Dieu · 03/05/2020 16:22

60 hours a week? Get a cleaner and give the guy a fucking break!

Hearhoovesthinkzebras · 03/05/2020 16:39

60 hours a week is 20 hours a week more than standard full time hours - no wonder he's exhausted.

Something has to give here. Presumably your five year old has been at school until very recently so why haven't you been able to manage? I could understand if this is only a problem during lockdown but it sounds like it pre dates that. Could you not keep on top of the house while she was at school?

PotteringAlong · 03/05/2020 18:02

Windows are covered in hand prints so once a month they need a clean on the inside.

No. You can jUst ignore them you know.

I know you’re stressed and I know you’re tired, but you are looking for problems here where they don’t really exist and making them in your head.

PotteringAlong · 03/05/2020 18:03

And yes, sort your 5 year old out! Stick the tidy up song on (it will be on YouTube) and let her crack on - that’s what she will be used to at school.

TrueFriendsStabYouInTheFront · 03/05/2020 19:58

@mitzik has some awesome advice and I'll be kicking a few of those ideas myself!

Gawdsake2020 · 03/05/2020 20:33

Tidy up song. YouTube it. Every school child knows it and it works!
Tell your man child to start helping or he’ll be left with no clean socks or cutlery and go on strike.

1Morewineplease · 03/05/2020 20:58

So your partner works one around twenty more hours a week more than most people and you are complaining that your windows are dirty and your fences need painting?
You say that your five year old is messy???

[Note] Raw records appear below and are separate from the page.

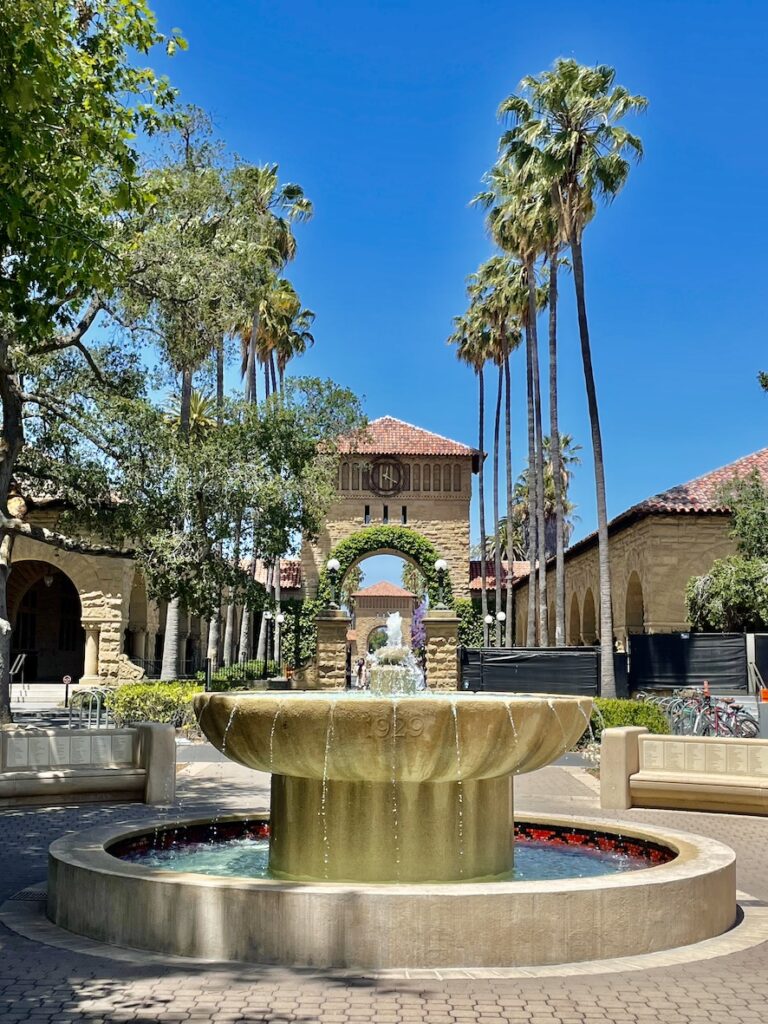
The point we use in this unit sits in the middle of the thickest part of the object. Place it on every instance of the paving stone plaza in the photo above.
(49, 976)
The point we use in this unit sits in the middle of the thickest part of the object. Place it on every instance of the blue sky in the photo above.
(385, 114)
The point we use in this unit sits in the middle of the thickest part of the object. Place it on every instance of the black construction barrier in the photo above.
(569, 671)
(668, 660)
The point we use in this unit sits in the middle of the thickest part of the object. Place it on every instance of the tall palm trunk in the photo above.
(220, 382)
(530, 631)
(230, 619)
(171, 640)
(554, 440)
(172, 637)
(481, 498)
(278, 598)
(261, 646)
(214, 638)
(607, 677)
(510, 609)
(497, 546)
(540, 522)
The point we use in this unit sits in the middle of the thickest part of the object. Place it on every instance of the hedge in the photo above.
(610, 713)
(169, 702)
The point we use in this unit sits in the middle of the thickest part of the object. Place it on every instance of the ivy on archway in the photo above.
(397, 540)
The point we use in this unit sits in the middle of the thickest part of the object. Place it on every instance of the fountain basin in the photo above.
(413, 788)
(379, 927)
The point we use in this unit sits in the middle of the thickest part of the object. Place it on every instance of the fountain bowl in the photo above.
(412, 788)
(390, 927)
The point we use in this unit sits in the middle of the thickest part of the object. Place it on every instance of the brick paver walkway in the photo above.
(39, 983)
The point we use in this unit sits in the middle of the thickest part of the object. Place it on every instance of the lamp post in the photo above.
(267, 620)
(440, 567)
(279, 620)
(500, 620)
(333, 565)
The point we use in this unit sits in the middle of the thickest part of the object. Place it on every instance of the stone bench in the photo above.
(701, 773)
(64, 766)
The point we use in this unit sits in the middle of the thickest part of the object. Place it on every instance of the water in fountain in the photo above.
(394, 671)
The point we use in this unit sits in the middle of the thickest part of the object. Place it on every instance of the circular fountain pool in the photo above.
(357, 926)
(241, 849)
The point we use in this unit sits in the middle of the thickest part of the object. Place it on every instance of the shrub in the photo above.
(610, 713)
(167, 702)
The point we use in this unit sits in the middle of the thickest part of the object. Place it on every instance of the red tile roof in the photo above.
(390, 436)
(699, 496)
(519, 569)
(383, 589)
(702, 494)
(290, 572)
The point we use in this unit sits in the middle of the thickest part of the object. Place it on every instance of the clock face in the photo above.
(386, 476)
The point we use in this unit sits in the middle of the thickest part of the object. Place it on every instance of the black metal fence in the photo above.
(669, 660)
(660, 660)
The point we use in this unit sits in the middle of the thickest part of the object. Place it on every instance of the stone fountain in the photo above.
(391, 844)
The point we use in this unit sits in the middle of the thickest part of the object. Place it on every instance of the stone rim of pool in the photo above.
(390, 926)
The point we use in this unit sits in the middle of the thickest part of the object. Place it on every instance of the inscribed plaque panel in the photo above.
(39, 752)
(759, 760)
(674, 756)
(17, 752)
(694, 757)
(80, 751)
(59, 750)
(716, 759)
(101, 750)
(651, 754)
(122, 749)
(737, 760)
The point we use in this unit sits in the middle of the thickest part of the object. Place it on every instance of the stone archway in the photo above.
(441, 625)
(634, 614)
(574, 623)
(399, 541)
(589, 621)
(45, 613)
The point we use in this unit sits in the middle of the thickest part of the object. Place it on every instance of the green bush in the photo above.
(470, 623)
(610, 713)
(155, 701)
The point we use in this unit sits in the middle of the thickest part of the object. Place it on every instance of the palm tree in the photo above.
(495, 289)
(516, 219)
(472, 339)
(567, 121)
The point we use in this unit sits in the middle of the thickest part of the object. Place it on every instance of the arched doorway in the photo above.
(574, 623)
(634, 607)
(398, 541)
(45, 614)
(589, 630)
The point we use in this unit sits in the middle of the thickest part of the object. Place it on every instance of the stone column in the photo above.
(442, 639)
(138, 643)
(90, 669)
(332, 649)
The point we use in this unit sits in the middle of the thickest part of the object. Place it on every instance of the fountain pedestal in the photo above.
(386, 832)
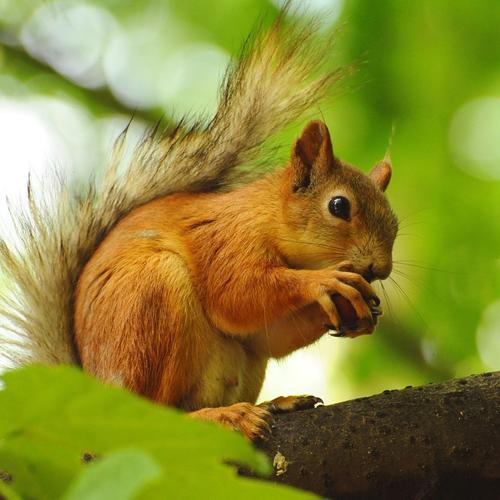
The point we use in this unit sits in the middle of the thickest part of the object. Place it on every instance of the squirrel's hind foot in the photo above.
(284, 404)
(251, 420)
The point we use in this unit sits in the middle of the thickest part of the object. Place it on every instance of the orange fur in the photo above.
(189, 295)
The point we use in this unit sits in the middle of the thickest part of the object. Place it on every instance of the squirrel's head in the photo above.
(335, 212)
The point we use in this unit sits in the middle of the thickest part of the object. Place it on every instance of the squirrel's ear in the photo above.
(381, 173)
(312, 154)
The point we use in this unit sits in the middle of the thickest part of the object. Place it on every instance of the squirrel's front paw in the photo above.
(251, 420)
(349, 301)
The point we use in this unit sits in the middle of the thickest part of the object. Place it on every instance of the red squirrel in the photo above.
(163, 283)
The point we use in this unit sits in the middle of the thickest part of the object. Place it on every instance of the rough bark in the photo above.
(438, 441)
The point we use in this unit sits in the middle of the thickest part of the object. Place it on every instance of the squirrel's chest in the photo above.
(228, 374)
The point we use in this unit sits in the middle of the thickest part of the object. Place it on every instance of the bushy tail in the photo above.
(266, 89)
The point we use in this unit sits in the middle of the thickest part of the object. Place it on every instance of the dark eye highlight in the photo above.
(340, 207)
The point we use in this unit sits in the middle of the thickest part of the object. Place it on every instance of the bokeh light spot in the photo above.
(71, 38)
(475, 138)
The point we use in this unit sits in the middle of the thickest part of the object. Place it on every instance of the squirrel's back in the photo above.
(267, 88)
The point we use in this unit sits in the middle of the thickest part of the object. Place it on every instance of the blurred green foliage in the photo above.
(66, 435)
(428, 70)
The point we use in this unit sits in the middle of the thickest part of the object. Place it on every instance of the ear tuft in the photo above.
(381, 173)
(312, 155)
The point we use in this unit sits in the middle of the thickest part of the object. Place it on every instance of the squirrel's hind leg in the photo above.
(251, 420)
(285, 404)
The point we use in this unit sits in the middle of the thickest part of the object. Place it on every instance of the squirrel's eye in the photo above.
(340, 207)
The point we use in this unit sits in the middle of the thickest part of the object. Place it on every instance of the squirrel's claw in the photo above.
(284, 404)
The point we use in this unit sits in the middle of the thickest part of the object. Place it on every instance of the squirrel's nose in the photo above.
(376, 272)
(369, 274)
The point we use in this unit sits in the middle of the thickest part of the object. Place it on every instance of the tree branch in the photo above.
(437, 441)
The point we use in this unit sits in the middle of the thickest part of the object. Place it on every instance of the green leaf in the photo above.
(52, 416)
(120, 476)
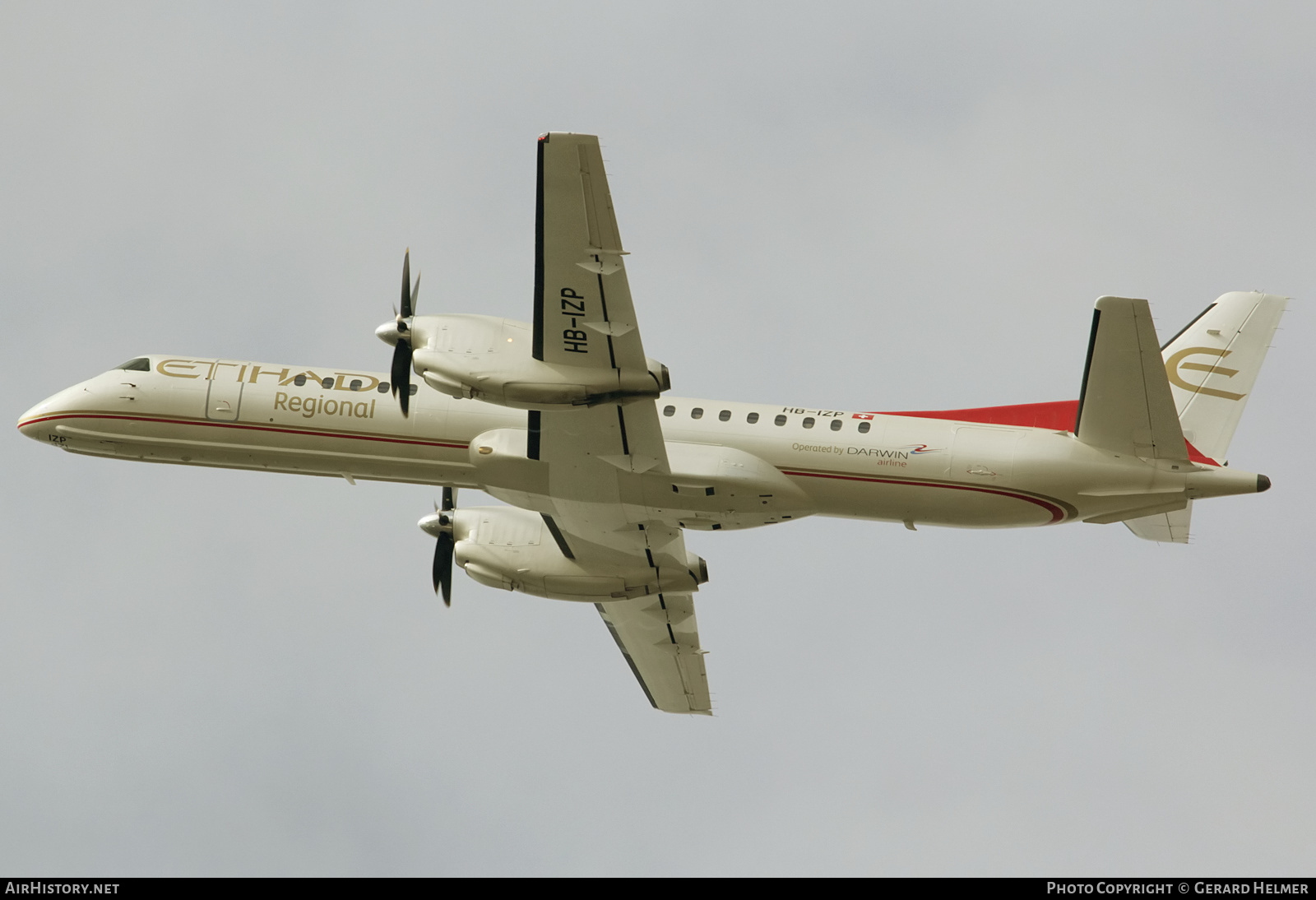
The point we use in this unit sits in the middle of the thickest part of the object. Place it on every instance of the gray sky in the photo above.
(868, 206)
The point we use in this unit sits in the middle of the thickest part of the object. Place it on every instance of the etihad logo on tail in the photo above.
(1175, 364)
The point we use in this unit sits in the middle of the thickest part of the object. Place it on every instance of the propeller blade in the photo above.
(444, 568)
(407, 292)
(401, 373)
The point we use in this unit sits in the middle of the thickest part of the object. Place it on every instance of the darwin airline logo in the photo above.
(1175, 364)
(307, 407)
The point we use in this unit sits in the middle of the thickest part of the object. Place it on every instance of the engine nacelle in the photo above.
(490, 360)
(704, 487)
(513, 549)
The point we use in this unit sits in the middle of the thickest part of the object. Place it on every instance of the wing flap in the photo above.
(1127, 406)
(1164, 528)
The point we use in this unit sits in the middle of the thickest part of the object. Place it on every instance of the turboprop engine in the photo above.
(513, 549)
(490, 360)
(703, 487)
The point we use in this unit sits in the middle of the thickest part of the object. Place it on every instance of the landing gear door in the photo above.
(225, 391)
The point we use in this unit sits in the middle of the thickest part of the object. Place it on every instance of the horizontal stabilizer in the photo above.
(1125, 406)
(1164, 528)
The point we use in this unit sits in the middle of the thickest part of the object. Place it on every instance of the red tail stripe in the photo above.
(1056, 416)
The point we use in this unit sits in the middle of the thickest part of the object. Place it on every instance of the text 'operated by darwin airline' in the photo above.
(566, 419)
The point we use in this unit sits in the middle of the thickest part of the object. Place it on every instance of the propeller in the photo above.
(440, 524)
(401, 374)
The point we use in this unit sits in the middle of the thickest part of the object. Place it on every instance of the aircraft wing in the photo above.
(583, 315)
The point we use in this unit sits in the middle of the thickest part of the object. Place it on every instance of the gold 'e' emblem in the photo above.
(1173, 364)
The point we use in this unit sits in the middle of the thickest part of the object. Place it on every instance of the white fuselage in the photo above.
(934, 471)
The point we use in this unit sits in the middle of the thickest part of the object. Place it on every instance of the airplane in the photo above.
(563, 419)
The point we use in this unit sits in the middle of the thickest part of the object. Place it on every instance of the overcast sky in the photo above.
(853, 206)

You do come across as feeling that being a SAHM is an onerous task.
Paint the fence yourself while you put the children to a simple gardening task or play in the garden.
Wipe the windows while your children watch telly. Washing clothes just involves putting them in a machine.
What do you mean by making everyone’s food? Give yourself a break by heating up pre cooked food, eg pizza once a week. Lunch should be a simple affair.
Making sure you have milk etc... can be easily sorted by a daily exercise via a local shop, home delivery or asking your partner to pick up on his way home.
You say that your children are messy... deal with it. Put the ‘Time to Tidy Up’ song on from YouTube, your children, particularly your five year old, should be able to tidy up. If your children get something out, they should be taught to put it away before getting something else out.

I honestly don’t know why you can’t do the jobs that you want your overworked partner to do.

You say that you want to return to work next year... who is going to do these jobs that you can’t manage?

Dishwashersaurous · 03/05/2020 21:03

I had sympathy but you lost me on washing your curtains twice a year!!! That’s totally ridiculous and suggests that you have an unhealthy cleaning obsession

maa1992 · 03/05/2020 21:03

You're a mum and a wife, not a cleaner. He should do his fair share.

Dishwashersaurous · 03/05/2020 21:05

And why is a five year old destroying the house? She’s old enough to know that drawing is at the table etc

user1635482648 · 03/05/2020 21:08

He's not an amazing dad. That's just the lie you tell yourself to try and survive this shit situation.

He throws his clothes on the bathroom floor.

Every single time he does this he is telling you, "I have no respect for you".

Why do you expect your children to pick up after themselves when their dad spends all day every day teaching them it's not necessary because you can make a mess and mum will tidy it up?